Analytics: Finding hidden truths using partial and complete ensembles

In this context, an ensemble is defined as a connected set of transactions in support of an identifiable purpose.

The example below assumes that the transactions are financial in nature, and used in breach of AML laws.  Other applications of our methods span a variety of industries, including power grid operation, logistics, retail and social media.

A simple laundering scenario could be:

Person A wishes to pass money to person B, without alerting authorities.

B buys a property on the open market for $1M.
B holds the property for 2 years, then sells to A for $2M
A holds the property for 2 years, then sells to the market for $1M.

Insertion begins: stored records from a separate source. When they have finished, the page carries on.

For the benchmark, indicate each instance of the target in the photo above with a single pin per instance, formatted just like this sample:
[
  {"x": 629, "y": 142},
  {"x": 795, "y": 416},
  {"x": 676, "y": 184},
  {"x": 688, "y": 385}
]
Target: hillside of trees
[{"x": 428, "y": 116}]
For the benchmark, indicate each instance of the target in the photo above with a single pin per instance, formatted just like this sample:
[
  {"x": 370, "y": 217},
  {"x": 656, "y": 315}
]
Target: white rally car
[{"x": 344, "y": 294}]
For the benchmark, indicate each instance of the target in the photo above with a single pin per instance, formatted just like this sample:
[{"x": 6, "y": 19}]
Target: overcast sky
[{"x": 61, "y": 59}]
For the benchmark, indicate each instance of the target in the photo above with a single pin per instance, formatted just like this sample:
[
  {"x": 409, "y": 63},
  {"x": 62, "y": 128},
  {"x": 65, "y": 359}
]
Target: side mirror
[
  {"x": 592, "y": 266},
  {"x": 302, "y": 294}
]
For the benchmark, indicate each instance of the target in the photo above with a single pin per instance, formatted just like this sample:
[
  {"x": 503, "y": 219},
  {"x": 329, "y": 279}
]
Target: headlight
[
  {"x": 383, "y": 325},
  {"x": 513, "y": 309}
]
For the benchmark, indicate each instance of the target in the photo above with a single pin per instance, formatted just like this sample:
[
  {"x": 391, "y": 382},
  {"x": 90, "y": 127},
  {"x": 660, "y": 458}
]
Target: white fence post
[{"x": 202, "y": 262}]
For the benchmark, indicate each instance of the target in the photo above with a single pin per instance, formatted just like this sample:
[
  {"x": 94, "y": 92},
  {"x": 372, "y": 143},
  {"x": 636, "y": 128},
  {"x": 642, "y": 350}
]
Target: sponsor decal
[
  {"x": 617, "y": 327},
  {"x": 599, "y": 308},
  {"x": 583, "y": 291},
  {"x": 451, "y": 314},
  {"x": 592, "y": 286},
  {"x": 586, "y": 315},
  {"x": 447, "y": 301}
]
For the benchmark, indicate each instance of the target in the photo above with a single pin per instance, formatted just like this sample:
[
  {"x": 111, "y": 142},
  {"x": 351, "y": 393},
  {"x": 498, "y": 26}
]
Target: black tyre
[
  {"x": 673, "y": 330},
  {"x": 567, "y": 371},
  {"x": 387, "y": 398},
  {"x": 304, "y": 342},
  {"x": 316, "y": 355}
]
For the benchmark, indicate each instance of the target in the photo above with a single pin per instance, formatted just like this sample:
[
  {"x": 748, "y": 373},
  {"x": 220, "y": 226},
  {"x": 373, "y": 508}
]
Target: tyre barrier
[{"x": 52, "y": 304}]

Clearly, the scenario can be rendered even more difficult to detect by the interposition of company failures, loans, SMSFs, favourable tenancies, etc..

If enforcement authorities suspect such a transaction, they can apply traditional investigative practices to unravel the sometimes quite complex ensemble, and identify the points of malfeasance.

Our work deals with the preceding step of identifying the ensembles, for subsequent alert to authorities.

As a guide to the scale of difficulty of uninformed detection, a national banking system processes millions of transactions per day, and an AML proscribed ensemble might span several years.  Thus, searching directly for any of the myriad potential scenarios is computationally infeasible.

Some progress has been made in detecting singular events which lie outside the norms for their class of participants – sudden increases in discretionary spending, etc, but, again, these feed into an already overloaded system of follow-up audits.

We define a novel method for ensemble detection, based on existing techniques for function optimisation over a metric space in which we define a new, rather unorthodox algebra.

By this method, we shift the problem of brute-force detection, followed by uninformed manual audits, to the dual challenges of specifying an algebra that embodies the conditions we seek, and detecting local optima (for which we have selected simulated annealing as our initial basis, due to its robustness, and suitability in a highly dimensioned, sparsely populated space).

This leverages the fact that optimisation techniques are mature, highly efficient processes, whereas graph theoretic search algorithms are, by comparison, still naive.